- Film poster
- Directed by: Arvin Belarmino Kyla Danelle Romero
- Screenplay by: Arvin Belarmino Kyla Danelle Romero
- Produced by: Jon Galvez Carlos Ortiz McMurphy Quito
- Starring: Nour Hooshmand Joel Garcia Jeremy Mayores Andre Miguel Anton Nolasco Veronica Reyes Christina Simon
- Cinematography: Geia De Vera
- Edited by: John Rogers
- Release date: May 2025 (Cannes);
- Running time: 15 minutes
- Country: Philippines
- Language: Tagalog

= Agapito (film) =

Agapito is a Filipino short drama film, directed by Arvin Belarmino and Kyla Danelle Romero and released in 2025. The film centres on a group of pin setters working at a duckpin bowling alley.

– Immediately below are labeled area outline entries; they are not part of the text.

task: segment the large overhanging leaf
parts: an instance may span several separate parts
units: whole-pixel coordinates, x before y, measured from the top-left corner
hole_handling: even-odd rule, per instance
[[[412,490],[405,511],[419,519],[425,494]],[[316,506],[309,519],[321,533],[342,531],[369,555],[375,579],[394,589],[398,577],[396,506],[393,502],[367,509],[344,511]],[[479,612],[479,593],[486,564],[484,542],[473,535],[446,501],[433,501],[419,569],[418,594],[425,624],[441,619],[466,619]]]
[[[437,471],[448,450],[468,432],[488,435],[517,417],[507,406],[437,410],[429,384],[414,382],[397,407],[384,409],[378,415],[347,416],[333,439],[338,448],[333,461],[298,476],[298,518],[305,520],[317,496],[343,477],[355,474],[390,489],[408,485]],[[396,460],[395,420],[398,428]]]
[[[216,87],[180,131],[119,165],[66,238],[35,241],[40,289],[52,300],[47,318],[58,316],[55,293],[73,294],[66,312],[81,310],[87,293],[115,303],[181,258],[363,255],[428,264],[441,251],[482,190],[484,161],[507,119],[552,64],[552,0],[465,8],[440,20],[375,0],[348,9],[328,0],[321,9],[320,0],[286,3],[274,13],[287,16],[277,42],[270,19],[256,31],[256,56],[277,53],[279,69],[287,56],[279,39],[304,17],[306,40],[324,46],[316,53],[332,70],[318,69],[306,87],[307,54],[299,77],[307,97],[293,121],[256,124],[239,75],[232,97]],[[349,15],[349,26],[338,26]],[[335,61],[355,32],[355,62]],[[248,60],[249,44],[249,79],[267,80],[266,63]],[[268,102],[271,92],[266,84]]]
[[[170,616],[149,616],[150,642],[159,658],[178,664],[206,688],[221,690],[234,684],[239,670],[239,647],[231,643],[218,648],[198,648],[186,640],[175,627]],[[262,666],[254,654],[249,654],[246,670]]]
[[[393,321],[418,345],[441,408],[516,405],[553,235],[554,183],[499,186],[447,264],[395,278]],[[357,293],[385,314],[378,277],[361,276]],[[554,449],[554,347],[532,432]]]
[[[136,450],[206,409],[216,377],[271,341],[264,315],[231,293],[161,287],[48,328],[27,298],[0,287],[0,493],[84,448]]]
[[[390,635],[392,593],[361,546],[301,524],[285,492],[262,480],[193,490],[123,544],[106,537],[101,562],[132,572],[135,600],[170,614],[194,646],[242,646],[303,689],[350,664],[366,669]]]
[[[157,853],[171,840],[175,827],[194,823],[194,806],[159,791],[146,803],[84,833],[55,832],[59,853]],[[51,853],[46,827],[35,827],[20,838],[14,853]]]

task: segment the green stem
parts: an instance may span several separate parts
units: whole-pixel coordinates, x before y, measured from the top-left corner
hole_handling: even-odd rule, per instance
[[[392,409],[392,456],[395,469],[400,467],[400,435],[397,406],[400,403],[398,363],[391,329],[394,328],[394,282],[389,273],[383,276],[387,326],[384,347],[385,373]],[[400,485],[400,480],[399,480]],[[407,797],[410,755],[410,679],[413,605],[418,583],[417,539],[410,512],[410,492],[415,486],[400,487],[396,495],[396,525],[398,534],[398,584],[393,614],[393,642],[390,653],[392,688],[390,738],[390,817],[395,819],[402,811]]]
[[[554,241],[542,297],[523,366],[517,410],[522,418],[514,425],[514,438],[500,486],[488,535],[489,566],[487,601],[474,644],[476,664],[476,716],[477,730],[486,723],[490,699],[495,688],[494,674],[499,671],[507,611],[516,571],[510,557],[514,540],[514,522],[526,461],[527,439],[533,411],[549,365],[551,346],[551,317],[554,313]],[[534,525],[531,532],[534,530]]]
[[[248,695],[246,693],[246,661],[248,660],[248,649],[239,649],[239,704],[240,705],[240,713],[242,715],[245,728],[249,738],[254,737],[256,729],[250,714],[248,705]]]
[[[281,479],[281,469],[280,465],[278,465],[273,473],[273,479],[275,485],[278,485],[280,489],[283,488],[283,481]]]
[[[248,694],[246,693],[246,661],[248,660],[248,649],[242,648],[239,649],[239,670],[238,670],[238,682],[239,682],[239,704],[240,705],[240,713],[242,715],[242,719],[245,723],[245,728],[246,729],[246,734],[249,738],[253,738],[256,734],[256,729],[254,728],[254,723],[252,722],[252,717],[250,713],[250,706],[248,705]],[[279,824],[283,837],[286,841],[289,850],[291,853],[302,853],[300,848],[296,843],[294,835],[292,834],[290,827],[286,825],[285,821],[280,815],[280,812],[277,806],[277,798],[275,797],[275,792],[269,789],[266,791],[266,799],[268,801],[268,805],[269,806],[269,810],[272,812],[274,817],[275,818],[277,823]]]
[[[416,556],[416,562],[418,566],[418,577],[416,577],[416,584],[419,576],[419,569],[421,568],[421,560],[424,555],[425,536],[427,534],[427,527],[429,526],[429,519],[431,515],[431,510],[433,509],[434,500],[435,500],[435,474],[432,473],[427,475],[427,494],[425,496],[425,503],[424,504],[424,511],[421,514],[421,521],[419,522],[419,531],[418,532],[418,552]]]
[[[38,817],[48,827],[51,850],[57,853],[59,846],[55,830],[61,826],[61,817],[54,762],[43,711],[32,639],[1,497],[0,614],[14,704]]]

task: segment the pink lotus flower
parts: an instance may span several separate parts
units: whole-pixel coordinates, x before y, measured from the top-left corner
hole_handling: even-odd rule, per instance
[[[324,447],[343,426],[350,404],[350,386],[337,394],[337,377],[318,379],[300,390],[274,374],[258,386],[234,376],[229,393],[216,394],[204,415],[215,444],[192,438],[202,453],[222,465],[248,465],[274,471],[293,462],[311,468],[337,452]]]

The cast includes Nour Hooshmand, Joel Garcia, Jeremy Mayores, Andre Miguel, Anton Nolasco, Veronica Reyes and Christina Simon.

The film premiered in the Short Film Palme d'Or competition at the 2025 Cannes Film Festival. It was subsequently screened at the 2025 Toronto International Film Festival, where it received an honorable mention for the Best International Short Film award.